Hello, I am a rather unexperienced r-user (learned the language 1 month ago) and run into the following problem using a local computer with 6 cores & 24 GB RAM and R 2.15 64-bit. I didn't install any additional packages 1. Via the read.table command I load a data table (with different data types) which is about 730 MB large 2. I add 2 calculated columns 3. I split the dataset by 5 criteria 4. I run the lm command on the split with the calculated columns as the variables The RAM consumption goes rapidly up and stays at 24 GB for a couple of minutes. The result: Error: cannot allocate vector size of 5.0 Mb In addition: There ware 50 or more warnings (use warnings() to see the first 50) --> Reached total allocation of 24559Mb My code works perfectly fine for a smaller dataset. I am surprised about the errors as the CPU should do all the work with the lm calculations and the output cannot be that large, can it??? (I cannot check the object size of the lm object due to the error) Right now I am running only 1 linear model, but actually I wanted to run 6! Is Windows putting some restrictions on R regarding the RAM usage? Can I change any settings? A RAM upgrade is not an option. Do I need to use a different R package instead (bigmemory?)? Thanks in advance for your help!! -- View this message in context: http://r.789695.n4.nabble.com/lm-Regression-takes-24-GB-RAM-Error-message-tp4660434.html Sent from the R help mailing list archive at Nabble.com.

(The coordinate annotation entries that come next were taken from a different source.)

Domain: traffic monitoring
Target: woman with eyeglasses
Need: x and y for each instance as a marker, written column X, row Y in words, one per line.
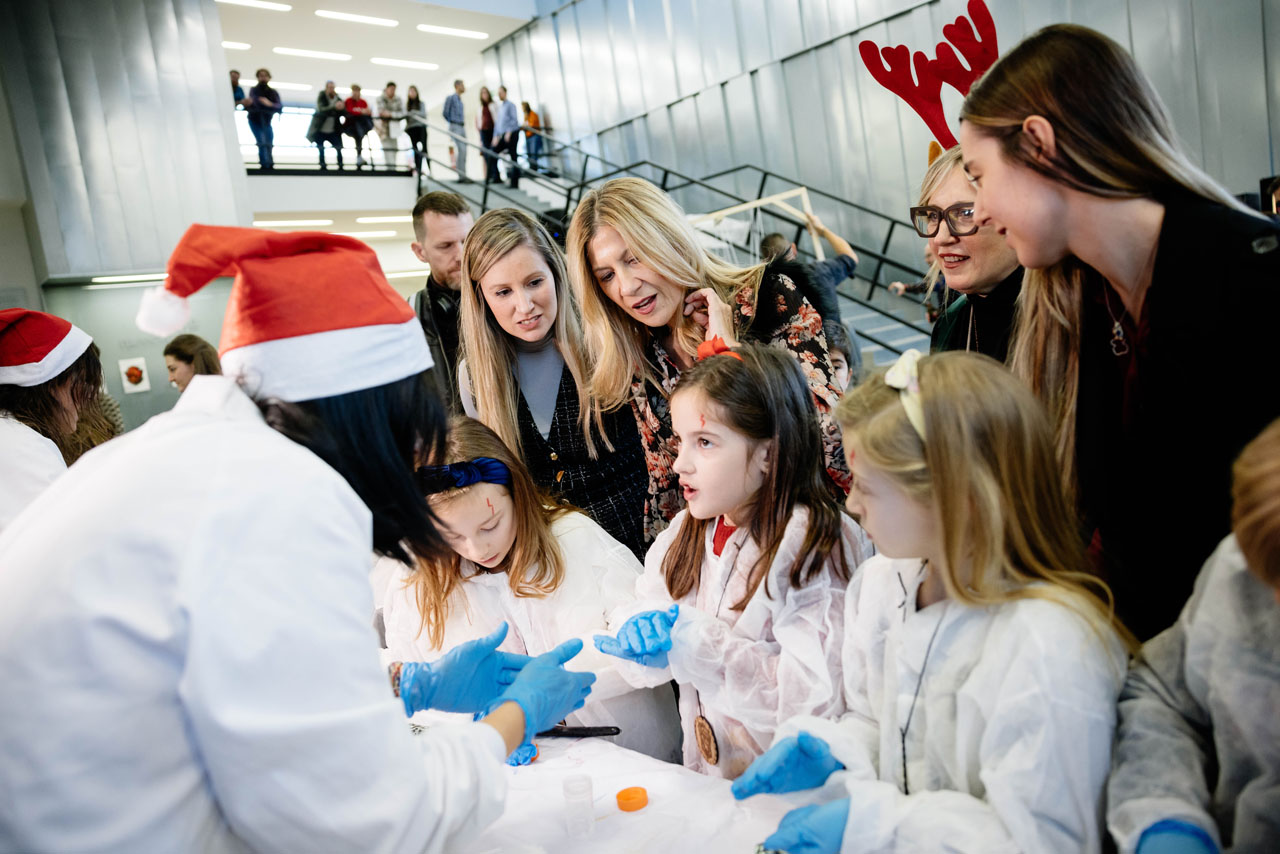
column 981, row 272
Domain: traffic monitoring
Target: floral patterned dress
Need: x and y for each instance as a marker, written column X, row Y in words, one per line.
column 785, row 320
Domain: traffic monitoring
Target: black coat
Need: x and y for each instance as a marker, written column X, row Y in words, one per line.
column 1156, row 437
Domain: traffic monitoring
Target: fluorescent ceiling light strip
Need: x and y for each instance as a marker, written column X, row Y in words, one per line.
column 451, row 31
column 403, row 63
column 356, row 19
column 259, row 4
column 136, row 277
column 310, row 54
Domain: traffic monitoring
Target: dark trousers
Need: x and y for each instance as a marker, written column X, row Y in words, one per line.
column 507, row 145
column 260, row 123
column 333, row 138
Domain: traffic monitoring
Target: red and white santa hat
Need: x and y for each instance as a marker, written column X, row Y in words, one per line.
column 35, row 347
column 310, row 314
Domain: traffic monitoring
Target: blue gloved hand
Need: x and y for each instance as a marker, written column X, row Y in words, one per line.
column 522, row 756
column 545, row 690
column 812, row 830
column 465, row 680
column 791, row 765
column 1173, row 836
column 644, row 638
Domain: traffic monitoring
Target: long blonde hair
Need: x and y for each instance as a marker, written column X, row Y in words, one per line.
column 988, row 464
column 534, row 566
column 1114, row 140
column 656, row 229
column 490, row 352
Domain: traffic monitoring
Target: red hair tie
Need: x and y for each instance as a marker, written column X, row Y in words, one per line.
column 716, row 347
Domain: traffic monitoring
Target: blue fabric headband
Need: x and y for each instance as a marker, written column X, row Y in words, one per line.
column 456, row 475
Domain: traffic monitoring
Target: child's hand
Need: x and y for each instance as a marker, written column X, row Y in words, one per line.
column 644, row 638
column 711, row 313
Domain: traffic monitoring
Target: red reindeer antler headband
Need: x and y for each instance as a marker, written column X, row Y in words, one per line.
column 976, row 42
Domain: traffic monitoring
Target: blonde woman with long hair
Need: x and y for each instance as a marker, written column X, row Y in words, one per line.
column 524, row 558
column 1138, row 266
column 524, row 371
column 981, row 662
column 652, row 296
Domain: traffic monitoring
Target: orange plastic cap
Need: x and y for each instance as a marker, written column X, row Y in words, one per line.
column 632, row 799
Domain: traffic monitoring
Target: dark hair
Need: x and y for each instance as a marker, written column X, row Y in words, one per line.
column 40, row 409
column 837, row 337
column 196, row 352
column 773, row 245
column 439, row 201
column 764, row 397
column 373, row 438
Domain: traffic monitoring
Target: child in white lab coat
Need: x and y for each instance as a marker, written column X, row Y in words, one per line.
column 545, row 569
column 743, row 596
column 981, row 662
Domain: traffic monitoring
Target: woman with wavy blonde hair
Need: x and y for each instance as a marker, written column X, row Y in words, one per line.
column 525, row 374
column 1137, row 265
column 652, row 296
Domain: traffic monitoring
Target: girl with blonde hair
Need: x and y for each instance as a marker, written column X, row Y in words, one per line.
column 524, row 371
column 650, row 296
column 981, row 661
column 1136, row 263
column 520, row 557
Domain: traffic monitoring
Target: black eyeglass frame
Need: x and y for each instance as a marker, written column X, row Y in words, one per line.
column 944, row 214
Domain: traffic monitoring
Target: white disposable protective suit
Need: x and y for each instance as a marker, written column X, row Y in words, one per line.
column 1200, row 717
column 746, row 671
column 1010, row 729
column 187, row 662
column 599, row 576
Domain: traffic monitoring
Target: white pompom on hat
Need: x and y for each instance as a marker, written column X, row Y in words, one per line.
column 310, row 314
column 35, row 347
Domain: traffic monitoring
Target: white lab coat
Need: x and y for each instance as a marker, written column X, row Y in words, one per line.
column 188, row 666
column 1200, row 717
column 748, row 671
column 599, row 576
column 1010, row 739
column 28, row 464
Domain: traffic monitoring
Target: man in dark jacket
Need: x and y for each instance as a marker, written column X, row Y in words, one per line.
column 440, row 223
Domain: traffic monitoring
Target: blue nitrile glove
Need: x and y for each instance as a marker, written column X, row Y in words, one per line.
column 644, row 638
column 812, row 830
column 1173, row 836
column 465, row 680
column 545, row 690
column 791, row 765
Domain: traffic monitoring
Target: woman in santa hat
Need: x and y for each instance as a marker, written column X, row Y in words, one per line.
column 201, row 674
column 49, row 371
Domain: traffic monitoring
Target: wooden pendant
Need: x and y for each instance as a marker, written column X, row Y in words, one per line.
column 705, row 738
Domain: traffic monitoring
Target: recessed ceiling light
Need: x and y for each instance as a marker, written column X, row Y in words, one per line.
column 136, row 277
column 366, row 234
column 357, row 19
column 403, row 63
column 310, row 54
column 259, row 4
column 451, row 31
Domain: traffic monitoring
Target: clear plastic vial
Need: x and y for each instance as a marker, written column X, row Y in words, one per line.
column 579, row 805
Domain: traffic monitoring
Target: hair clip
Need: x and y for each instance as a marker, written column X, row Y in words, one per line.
column 716, row 347
column 905, row 377
column 456, row 475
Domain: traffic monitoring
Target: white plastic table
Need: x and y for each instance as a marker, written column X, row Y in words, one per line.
column 686, row 812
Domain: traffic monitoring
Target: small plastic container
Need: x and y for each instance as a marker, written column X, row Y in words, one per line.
column 579, row 805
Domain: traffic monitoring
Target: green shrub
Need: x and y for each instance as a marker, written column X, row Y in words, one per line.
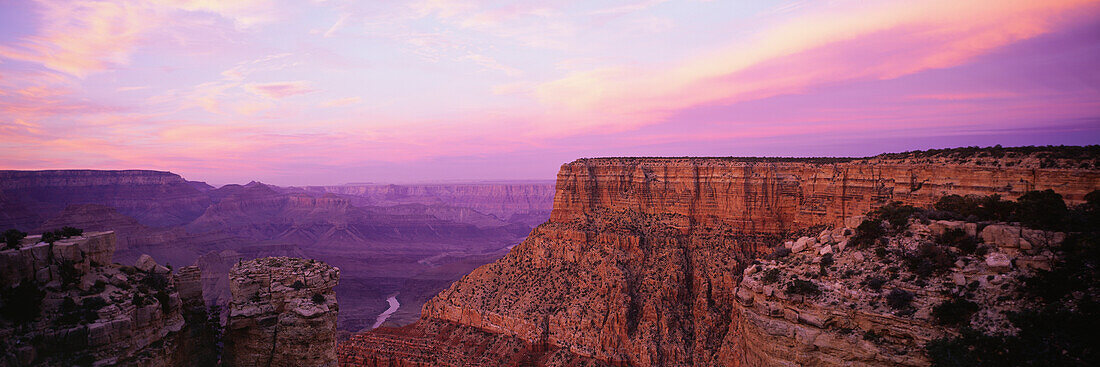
column 895, row 213
column 867, row 234
column 90, row 306
column 958, row 238
column 155, row 281
column 162, row 297
column 22, row 303
column 770, row 276
column 875, row 282
column 69, row 232
column 1044, row 210
column 928, row 259
column 13, row 237
column 803, row 288
column 899, row 299
column 954, row 312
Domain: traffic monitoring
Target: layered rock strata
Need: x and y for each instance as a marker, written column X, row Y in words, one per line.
column 283, row 313
column 641, row 259
column 66, row 304
column 851, row 322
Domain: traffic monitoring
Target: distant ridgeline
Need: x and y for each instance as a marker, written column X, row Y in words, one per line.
column 905, row 258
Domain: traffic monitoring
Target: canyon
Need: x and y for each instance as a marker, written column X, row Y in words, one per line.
column 642, row 260
column 409, row 238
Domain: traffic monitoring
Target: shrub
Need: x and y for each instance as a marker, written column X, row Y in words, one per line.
column 779, row 253
column 875, row 282
column 13, row 237
column 139, row 300
column 1044, row 210
column 899, row 299
column 872, row 336
column 69, row 232
column 867, row 234
column 895, row 213
column 162, row 297
column 928, row 259
column 803, row 288
column 51, row 237
column 958, row 238
column 22, row 303
column 90, row 306
column 155, row 281
column 770, row 276
column 955, row 312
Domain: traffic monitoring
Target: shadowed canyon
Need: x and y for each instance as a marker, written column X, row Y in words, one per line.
column 898, row 259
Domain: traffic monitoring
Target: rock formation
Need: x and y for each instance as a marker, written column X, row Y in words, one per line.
column 283, row 313
column 154, row 198
column 65, row 303
column 641, row 259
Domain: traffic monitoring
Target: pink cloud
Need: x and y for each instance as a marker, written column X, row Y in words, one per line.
column 879, row 42
column 282, row 89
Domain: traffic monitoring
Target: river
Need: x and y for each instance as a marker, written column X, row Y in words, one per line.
column 393, row 308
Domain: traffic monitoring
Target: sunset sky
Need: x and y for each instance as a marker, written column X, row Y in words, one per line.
column 301, row 92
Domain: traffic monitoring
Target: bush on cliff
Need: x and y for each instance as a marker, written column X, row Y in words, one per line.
column 955, row 312
column 867, row 234
column 803, row 288
column 13, row 237
column 899, row 299
column 928, row 259
column 895, row 213
column 22, row 303
column 1060, row 327
column 958, row 238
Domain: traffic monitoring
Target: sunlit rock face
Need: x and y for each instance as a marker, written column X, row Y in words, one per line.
column 153, row 198
column 283, row 313
column 76, row 308
column 641, row 259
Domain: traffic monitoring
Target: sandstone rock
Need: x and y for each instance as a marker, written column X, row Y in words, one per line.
column 958, row 278
column 854, row 222
column 800, row 245
column 629, row 307
column 272, row 323
column 145, row 263
column 999, row 262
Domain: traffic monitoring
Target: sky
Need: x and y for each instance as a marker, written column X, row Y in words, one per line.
column 331, row 91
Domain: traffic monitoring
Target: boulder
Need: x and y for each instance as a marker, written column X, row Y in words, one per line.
column 854, row 222
column 999, row 262
column 145, row 263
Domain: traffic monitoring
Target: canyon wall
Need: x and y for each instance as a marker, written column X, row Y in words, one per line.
column 641, row 258
column 283, row 313
column 66, row 304
column 505, row 200
column 762, row 196
column 154, row 198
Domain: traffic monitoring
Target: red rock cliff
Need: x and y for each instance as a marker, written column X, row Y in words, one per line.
column 641, row 257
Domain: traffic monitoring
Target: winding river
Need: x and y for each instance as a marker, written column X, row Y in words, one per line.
column 385, row 314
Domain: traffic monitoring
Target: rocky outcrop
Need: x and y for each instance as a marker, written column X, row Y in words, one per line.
column 504, row 200
column 641, row 259
column 153, row 198
column 848, row 320
column 283, row 313
column 66, row 304
column 763, row 196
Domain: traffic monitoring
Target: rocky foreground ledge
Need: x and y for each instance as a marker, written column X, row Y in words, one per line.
column 283, row 313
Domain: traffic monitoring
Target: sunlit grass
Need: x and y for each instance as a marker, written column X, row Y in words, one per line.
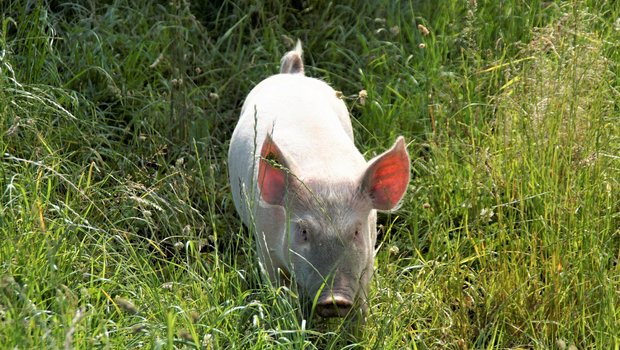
column 117, row 227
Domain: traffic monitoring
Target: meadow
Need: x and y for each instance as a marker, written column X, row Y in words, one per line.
column 117, row 227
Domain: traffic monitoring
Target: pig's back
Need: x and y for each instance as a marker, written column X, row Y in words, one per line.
column 307, row 121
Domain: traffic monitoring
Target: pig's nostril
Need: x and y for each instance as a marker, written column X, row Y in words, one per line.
column 334, row 306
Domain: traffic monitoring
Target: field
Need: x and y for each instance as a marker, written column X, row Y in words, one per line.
column 117, row 227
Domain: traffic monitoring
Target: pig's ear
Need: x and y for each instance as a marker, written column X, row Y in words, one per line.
column 272, row 173
column 387, row 176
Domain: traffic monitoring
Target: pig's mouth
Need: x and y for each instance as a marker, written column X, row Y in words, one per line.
column 334, row 305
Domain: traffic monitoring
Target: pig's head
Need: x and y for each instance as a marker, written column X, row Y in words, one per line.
column 331, row 230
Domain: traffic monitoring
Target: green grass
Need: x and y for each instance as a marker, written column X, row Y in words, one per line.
column 117, row 228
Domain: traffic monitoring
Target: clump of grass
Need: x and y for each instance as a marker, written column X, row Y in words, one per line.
column 116, row 222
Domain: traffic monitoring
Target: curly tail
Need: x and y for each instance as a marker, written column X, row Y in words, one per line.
column 292, row 63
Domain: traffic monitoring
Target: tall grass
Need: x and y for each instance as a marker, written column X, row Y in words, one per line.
column 117, row 227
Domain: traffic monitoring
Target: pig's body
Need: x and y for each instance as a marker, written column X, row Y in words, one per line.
column 313, row 214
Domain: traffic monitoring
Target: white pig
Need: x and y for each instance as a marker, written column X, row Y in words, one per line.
column 306, row 192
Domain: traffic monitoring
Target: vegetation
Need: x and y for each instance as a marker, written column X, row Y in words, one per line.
column 117, row 228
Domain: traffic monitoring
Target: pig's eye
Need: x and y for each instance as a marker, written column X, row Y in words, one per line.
column 303, row 233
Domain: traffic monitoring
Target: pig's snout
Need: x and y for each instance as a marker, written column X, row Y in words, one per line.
column 334, row 305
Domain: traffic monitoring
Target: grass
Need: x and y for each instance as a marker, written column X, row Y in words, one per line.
column 117, row 227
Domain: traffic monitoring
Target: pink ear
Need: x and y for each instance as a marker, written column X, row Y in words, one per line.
column 271, row 173
column 387, row 177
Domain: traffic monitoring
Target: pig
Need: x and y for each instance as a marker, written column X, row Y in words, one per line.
column 306, row 192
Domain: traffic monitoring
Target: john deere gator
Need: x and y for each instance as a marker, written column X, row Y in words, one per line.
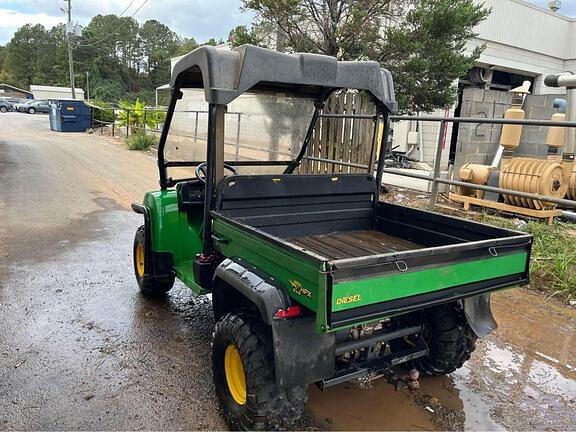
column 313, row 278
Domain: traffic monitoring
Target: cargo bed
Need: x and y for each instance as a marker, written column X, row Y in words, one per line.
column 353, row 244
column 352, row 259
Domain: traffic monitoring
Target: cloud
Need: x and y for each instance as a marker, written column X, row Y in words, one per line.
column 201, row 19
column 11, row 20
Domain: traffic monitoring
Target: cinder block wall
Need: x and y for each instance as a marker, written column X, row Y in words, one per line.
column 478, row 143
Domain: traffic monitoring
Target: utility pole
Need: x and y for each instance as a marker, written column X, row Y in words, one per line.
column 70, row 62
column 88, row 83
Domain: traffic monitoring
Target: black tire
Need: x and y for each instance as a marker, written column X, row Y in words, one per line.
column 148, row 285
column 450, row 340
column 267, row 407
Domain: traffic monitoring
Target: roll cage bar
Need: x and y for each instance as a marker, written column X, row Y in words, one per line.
column 225, row 75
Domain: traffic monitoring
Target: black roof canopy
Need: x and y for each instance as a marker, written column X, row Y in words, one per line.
column 226, row 74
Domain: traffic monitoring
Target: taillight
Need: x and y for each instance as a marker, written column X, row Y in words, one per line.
column 290, row 312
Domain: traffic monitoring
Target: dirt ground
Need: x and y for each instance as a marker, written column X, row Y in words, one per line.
column 81, row 349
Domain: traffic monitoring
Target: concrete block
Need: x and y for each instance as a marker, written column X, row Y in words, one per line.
column 539, row 112
column 492, row 96
column 482, row 109
column 473, row 94
column 504, row 97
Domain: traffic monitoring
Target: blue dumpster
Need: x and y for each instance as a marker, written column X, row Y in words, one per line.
column 70, row 116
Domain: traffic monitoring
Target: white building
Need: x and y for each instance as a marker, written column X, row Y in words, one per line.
column 52, row 92
column 525, row 39
column 522, row 42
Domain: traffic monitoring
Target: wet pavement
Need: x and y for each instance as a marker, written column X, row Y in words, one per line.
column 81, row 349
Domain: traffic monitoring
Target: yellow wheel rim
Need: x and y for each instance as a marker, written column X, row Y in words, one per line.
column 235, row 378
column 140, row 260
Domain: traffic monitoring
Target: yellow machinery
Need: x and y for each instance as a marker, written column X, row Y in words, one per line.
column 554, row 176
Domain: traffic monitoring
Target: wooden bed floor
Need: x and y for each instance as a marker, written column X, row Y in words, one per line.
column 353, row 244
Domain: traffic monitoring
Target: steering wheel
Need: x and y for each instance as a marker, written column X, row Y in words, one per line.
column 201, row 171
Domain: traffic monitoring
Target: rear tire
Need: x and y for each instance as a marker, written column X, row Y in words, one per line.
column 265, row 407
column 450, row 340
column 148, row 284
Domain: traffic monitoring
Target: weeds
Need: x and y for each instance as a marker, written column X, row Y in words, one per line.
column 553, row 265
column 141, row 141
column 553, row 259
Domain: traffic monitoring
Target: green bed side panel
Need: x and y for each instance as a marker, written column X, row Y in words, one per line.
column 299, row 277
column 352, row 294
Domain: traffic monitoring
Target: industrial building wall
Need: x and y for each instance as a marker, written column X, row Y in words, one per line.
column 522, row 38
column 478, row 143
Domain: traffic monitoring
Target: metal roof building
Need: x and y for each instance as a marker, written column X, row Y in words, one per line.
column 9, row 91
column 52, row 92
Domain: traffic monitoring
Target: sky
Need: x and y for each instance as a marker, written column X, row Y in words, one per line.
column 201, row 19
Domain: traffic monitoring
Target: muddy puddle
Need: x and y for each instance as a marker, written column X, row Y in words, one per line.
column 523, row 377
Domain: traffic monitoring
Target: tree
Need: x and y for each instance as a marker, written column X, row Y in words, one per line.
column 420, row 41
column 25, row 52
column 241, row 35
column 426, row 54
column 124, row 59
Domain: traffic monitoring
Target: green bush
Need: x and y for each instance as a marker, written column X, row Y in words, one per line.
column 141, row 141
column 103, row 113
column 553, row 265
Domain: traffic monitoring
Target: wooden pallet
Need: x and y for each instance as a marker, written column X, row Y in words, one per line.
column 540, row 214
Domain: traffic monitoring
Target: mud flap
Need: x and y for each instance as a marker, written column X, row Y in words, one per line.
column 302, row 356
column 479, row 315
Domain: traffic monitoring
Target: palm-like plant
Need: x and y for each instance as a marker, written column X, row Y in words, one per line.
column 135, row 115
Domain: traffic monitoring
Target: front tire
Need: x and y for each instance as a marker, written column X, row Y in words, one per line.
column 243, row 367
column 148, row 284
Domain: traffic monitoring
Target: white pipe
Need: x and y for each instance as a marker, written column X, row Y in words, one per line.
column 420, row 145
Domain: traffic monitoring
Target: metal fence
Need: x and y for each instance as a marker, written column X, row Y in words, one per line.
column 437, row 180
column 139, row 121
column 370, row 138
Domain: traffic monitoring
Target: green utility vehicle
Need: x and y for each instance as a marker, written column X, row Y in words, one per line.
column 312, row 278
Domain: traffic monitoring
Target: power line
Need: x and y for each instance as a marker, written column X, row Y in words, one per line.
column 117, row 29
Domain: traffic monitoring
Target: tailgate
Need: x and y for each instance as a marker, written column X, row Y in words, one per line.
column 368, row 288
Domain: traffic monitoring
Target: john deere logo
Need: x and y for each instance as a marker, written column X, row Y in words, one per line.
column 299, row 289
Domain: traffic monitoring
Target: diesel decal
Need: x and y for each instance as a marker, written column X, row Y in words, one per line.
column 348, row 299
column 299, row 289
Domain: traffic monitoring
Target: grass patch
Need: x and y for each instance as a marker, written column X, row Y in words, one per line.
column 553, row 258
column 141, row 141
column 553, row 264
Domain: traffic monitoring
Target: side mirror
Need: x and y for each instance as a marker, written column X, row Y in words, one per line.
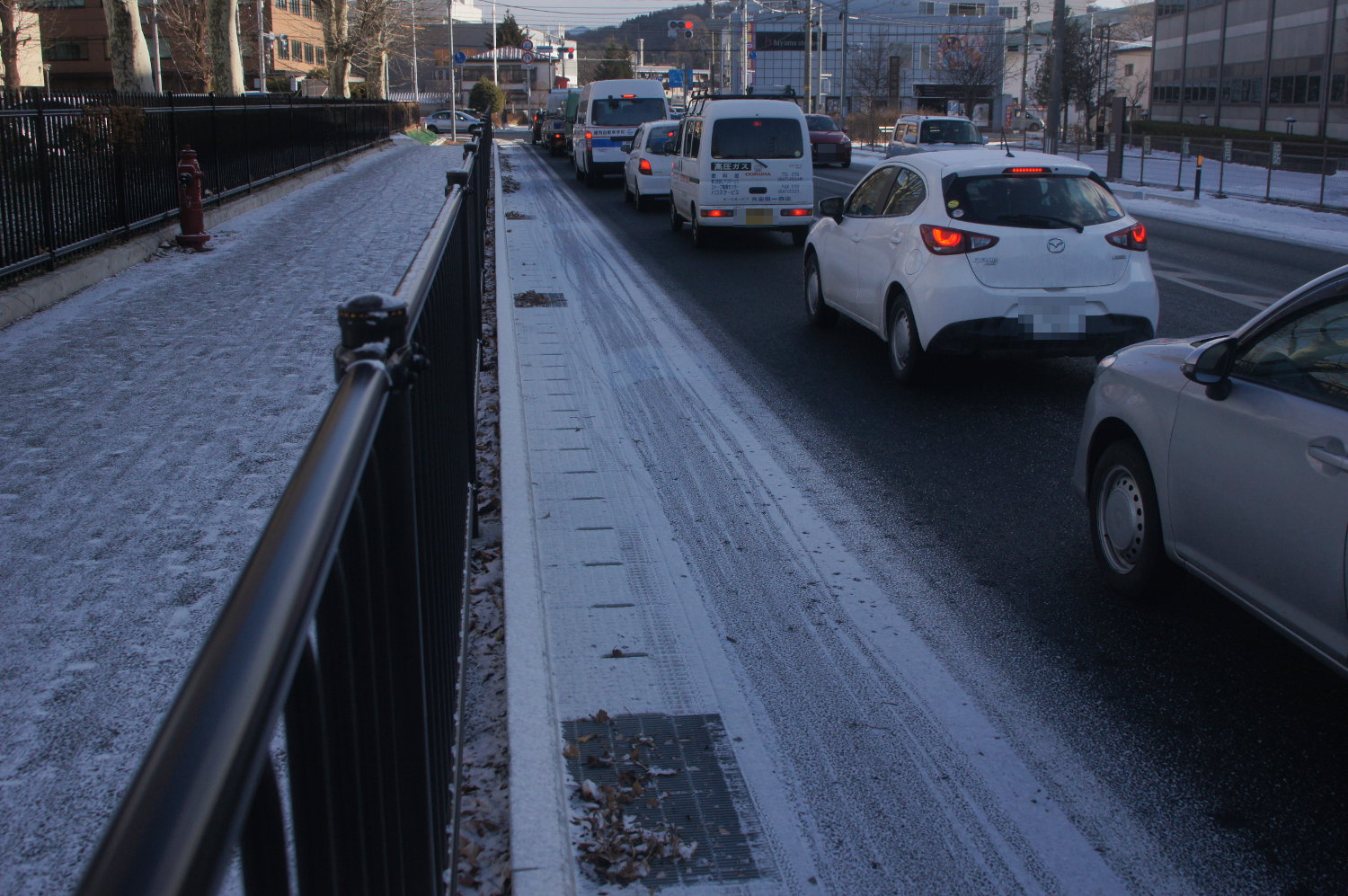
column 1210, row 364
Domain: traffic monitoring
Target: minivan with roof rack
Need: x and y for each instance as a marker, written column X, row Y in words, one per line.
column 741, row 162
column 932, row 134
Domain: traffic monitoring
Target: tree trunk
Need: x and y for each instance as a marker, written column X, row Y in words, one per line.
column 226, row 67
column 10, row 43
column 337, row 37
column 127, row 51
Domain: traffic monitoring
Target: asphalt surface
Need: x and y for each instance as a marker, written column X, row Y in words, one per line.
column 1228, row 740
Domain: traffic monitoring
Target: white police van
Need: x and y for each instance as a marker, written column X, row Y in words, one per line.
column 741, row 162
column 607, row 116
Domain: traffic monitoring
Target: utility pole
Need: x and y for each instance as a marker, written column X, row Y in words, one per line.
column 1060, row 40
column 843, row 99
column 809, row 56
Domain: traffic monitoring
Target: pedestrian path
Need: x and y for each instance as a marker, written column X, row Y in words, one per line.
column 147, row 428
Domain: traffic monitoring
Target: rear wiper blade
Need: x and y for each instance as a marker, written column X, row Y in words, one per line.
column 1027, row 218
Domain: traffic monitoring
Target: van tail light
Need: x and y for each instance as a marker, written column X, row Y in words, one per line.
column 1134, row 237
column 951, row 242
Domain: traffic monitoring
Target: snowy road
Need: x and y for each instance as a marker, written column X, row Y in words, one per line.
column 681, row 526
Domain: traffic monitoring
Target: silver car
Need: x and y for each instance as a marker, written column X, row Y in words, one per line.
column 1226, row 456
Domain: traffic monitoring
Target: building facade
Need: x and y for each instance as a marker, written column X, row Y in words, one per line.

lm Regression takes 24+ GB RAM - Error message
6 messages · R. Michael Weylandt, Jonas125, Milan Bouchet-Valat
On Wed, Mar 6, 2013 at 9:51 AM, Jonas125 <schleeberger.j at pg.com> wrote:
Hello, I am a rather unexperienced r-user (learned the language 1 month ago) and run into the following problem using a local computer with 6 cores & 24 GB RAM and R 2.15 64-bit. I didn't install any additional packages 1. Via the read.table command I load a data table (with different data types) which is about 730 MB large 2. I add 2 calculated columns 3. I split the dataset by 5 criteria 4. I run the lm command on the split with the calculated columns as the variables The RAM consumption goes rapidly up and stays at 24 GB for a couple of minutes. The result: Error: cannot allocate vector size of 5.0 Mb In addition: There ware 50 or more warnings (use warnings() to see the first 50) --> Reached total allocation of 24559Mb
So it seems R has access to all your memory. My guess is that you have so-called "factors" [Categorical variables] in your dataset and this makes the linear regression a much larger calculation (in the intermediate steps) than you might realize because the design matrix has to deal with all the crossed categories. Can you provide the output of str(DATA_SET)? MW
My code works perfectly fine for a smaller dataset. I am surprised about the errors as the CPU should do all the work with the lm calculations and the output cannot be that large, can it??? (I cannot check the object size of the lm object due to the error) Right now I am running only 1 linear model, but actually I wanted to run 6! Is Windows putting some restrictions on R regarding the RAM usage? Can I change any settings? A RAM upgrade is not an option. Do I need to use a different R package instead (bigmemory?)?
Not a bad idea.
Thanks in advance for your help!! -- View this message in context: http://r.789695.n4.nabble.com/lm-Regression-takes-24-GB-RAM-Error-message-tp4660434.html Sent from the R help mailing list archive at Nabble.com.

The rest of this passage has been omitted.